Now crouching in the dark, listening to the waves, Max tries to remember a time when he and his daddy were close. It might have been different if Max had played Little League or basketball or liked dirt biking. He wasn’t even very good at skateboarding – not compared with Dean Aubyn or Pat Krein, boys in his class at junior high. Max didn’t have much in common with his daddy, but that wasn’t the main reason they’d drifted apart. It was the arguments he hated most. Not his own, but those that he listened to at night, lying motionless in bed.

You should have seen yourself! Really! You were flirting with him. I know what I saw. Jealous? Me? Never. Why would I be jealous of a barren cold bitch like you?

These fights ended with thrown objects or slammed doors and sometimes with tears. To Max it seemed like his father believed that his wife and son were unappreciative and ungrateful, perhaps even unworthy, but the arguments rarely lasted until the morning. Breakfast would see normal service resumed, his mother packing his daddy’s lunch and kissing him goodbye.
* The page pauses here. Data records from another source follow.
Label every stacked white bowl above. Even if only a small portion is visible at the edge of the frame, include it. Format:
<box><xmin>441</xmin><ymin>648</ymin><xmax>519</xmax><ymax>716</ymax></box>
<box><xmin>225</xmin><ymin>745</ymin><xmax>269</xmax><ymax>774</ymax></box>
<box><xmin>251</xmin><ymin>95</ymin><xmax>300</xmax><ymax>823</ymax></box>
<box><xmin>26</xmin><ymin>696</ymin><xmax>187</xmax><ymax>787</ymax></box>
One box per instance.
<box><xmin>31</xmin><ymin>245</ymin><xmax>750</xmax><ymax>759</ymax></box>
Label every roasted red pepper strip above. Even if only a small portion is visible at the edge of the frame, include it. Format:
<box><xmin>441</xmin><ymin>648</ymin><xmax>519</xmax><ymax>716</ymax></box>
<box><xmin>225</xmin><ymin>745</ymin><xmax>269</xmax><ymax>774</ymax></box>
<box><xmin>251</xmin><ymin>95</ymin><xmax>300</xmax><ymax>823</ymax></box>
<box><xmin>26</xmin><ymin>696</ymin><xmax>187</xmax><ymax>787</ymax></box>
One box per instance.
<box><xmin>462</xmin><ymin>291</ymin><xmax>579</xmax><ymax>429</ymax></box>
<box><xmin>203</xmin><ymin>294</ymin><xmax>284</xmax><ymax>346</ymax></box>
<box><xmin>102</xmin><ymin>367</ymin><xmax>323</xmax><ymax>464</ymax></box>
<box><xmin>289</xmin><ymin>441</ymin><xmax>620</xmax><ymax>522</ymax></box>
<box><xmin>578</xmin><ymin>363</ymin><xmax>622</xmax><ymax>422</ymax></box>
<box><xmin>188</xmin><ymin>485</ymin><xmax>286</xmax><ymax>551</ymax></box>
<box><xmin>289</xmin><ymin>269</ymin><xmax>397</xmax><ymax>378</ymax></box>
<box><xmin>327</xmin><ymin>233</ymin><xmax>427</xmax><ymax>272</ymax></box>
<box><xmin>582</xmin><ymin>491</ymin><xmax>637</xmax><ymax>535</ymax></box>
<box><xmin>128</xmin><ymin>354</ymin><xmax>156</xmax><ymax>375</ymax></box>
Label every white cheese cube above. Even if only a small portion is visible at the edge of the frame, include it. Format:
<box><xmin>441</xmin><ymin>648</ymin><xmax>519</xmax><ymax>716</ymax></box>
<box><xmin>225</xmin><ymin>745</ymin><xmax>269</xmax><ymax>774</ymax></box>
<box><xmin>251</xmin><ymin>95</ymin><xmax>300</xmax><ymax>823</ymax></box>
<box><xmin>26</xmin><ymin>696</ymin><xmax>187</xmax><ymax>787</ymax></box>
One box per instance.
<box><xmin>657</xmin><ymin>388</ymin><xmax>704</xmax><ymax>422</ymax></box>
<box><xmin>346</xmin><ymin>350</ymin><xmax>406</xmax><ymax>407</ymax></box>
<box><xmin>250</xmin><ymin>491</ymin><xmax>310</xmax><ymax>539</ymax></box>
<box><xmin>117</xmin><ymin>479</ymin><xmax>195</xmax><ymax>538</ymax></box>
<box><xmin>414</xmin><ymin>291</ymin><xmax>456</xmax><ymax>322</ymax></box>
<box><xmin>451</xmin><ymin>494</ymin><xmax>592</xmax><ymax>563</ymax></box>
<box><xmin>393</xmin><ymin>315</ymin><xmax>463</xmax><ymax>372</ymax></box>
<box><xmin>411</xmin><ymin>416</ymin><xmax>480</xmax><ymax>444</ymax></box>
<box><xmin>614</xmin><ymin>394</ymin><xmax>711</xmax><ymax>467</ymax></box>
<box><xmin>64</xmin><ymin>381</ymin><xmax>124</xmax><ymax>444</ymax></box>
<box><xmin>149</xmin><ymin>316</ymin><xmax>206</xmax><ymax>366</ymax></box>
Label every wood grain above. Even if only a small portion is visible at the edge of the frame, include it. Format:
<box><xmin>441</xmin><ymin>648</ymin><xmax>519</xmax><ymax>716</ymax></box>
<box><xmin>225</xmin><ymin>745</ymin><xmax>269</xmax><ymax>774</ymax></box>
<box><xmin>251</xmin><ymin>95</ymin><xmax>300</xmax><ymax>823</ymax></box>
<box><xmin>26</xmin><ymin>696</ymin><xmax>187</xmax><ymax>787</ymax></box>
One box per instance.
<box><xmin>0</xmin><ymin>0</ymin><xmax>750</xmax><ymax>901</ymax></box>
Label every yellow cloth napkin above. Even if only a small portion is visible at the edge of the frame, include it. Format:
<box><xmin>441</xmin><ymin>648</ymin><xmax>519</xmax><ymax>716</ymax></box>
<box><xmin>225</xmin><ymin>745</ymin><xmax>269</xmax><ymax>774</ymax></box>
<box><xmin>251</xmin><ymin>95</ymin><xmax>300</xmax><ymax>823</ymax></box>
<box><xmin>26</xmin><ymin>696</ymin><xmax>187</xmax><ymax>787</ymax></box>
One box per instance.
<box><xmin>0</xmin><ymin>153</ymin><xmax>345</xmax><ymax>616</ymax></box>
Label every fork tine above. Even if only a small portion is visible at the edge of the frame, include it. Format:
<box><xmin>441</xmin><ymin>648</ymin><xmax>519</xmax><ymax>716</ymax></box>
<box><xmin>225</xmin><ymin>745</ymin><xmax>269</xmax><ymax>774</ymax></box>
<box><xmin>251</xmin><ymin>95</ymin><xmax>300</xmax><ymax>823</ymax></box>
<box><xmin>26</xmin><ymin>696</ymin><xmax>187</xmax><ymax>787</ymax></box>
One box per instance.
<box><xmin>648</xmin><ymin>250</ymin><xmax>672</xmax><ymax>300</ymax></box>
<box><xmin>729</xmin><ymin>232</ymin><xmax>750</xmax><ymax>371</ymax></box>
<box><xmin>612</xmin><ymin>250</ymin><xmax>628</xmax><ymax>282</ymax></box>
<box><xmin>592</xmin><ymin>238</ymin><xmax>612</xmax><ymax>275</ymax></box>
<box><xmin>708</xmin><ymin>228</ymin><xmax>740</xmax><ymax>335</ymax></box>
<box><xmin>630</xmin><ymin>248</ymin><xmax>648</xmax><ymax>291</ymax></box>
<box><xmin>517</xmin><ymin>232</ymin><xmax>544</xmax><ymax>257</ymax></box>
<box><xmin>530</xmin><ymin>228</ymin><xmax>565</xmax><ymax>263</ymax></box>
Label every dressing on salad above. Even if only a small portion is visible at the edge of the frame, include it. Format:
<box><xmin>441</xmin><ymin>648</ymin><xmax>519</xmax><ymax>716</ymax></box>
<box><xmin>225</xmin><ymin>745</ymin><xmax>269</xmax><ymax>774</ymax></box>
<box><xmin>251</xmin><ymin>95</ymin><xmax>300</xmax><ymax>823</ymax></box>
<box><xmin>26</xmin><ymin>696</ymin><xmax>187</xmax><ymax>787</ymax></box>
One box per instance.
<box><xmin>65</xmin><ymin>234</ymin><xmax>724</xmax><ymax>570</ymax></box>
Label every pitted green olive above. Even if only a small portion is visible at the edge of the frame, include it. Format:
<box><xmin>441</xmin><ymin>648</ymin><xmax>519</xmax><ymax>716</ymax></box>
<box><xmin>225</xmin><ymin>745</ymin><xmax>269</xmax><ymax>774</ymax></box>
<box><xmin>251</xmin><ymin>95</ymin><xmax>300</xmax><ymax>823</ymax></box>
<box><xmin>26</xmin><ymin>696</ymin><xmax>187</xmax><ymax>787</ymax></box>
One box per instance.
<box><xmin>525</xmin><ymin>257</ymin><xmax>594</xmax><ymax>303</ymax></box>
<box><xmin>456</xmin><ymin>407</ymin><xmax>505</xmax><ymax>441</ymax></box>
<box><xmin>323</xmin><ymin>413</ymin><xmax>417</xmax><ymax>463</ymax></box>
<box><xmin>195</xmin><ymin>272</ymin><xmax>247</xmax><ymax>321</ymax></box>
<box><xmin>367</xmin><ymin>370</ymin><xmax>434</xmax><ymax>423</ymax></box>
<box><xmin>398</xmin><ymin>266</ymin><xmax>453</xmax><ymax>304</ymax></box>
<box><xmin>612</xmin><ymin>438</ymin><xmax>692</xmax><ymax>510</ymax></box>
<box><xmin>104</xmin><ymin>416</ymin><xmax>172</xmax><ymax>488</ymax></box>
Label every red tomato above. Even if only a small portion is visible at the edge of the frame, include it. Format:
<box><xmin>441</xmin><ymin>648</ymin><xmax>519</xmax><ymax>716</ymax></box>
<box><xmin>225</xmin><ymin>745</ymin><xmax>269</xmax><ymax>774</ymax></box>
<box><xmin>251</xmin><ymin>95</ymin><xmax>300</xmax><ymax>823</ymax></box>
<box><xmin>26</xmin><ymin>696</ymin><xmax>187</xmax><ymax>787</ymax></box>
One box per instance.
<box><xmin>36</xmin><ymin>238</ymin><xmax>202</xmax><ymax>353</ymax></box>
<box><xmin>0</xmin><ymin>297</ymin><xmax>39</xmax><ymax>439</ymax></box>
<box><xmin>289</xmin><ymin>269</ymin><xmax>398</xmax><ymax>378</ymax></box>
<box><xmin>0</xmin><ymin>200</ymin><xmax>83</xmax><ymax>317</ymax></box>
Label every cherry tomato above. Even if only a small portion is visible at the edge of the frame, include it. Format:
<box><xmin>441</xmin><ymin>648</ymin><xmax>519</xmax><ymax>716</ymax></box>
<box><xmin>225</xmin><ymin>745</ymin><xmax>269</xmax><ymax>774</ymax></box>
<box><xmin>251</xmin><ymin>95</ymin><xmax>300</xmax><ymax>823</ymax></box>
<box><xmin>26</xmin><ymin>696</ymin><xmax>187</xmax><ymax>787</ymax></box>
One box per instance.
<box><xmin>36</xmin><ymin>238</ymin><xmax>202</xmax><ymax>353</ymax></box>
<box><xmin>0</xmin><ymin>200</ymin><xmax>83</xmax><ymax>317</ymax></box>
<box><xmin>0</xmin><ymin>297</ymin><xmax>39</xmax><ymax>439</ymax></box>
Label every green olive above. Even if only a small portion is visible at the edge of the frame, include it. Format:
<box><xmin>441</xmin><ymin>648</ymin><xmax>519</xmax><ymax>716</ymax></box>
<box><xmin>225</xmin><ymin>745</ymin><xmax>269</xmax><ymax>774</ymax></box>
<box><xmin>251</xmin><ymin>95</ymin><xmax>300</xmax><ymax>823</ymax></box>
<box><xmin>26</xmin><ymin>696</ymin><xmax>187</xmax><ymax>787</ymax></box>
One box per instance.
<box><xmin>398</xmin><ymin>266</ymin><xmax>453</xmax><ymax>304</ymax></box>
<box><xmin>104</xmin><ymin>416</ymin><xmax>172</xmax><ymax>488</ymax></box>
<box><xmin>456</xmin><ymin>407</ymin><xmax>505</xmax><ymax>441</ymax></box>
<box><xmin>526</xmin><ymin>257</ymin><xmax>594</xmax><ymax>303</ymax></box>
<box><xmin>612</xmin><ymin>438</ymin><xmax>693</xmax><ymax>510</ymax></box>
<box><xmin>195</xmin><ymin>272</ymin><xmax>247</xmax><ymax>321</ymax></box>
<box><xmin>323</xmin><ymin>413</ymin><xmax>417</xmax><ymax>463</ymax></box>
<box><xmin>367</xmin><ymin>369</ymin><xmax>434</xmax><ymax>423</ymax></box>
Max misses them both and wants his daddy to come. He imagines a convoy of police cruisers with flashing lights and screaming sirens, hurtling down the road toward him, while the blades of a chopper thump the air and a team of Navy SEALs comes roaring onto the beach in inflatables. He cocks his ear for a moment, but doesn’t hear any sirens or helicopters or boats. Cautiously, he begins moving along the path, looking over his shoulder, wondering if Audie is watching. He reaches the car and pauses for a moment, sipping the darkness. The road is another hundred yards away. He can flag down a car. He can raise the alarm.

Running now, he has a gait almost like a gallop because his wrists are bound together and his arms can’t swing freely. Suddenly he trips over something and tumbles face first into the sand.

‘Now that was a proper face-plant,’ says Audie, stepping from behind a fence, resting the shotgun on his shoulder. Max spits sand from his mouth.

‘You said you wouldn’t hurt me.’

‘I said I didn’t want to.’

Audie helps him stand and brushes him down. Max angrily pushes the hands away, not wanting Audie to touch him. They turn back along the path, approaching the house from the beach side, climbing the steps to a rear deck that overlooks the ocean. The railings and banisters have been stripped of paint and varnish by a combination of salt, wind and sunlight.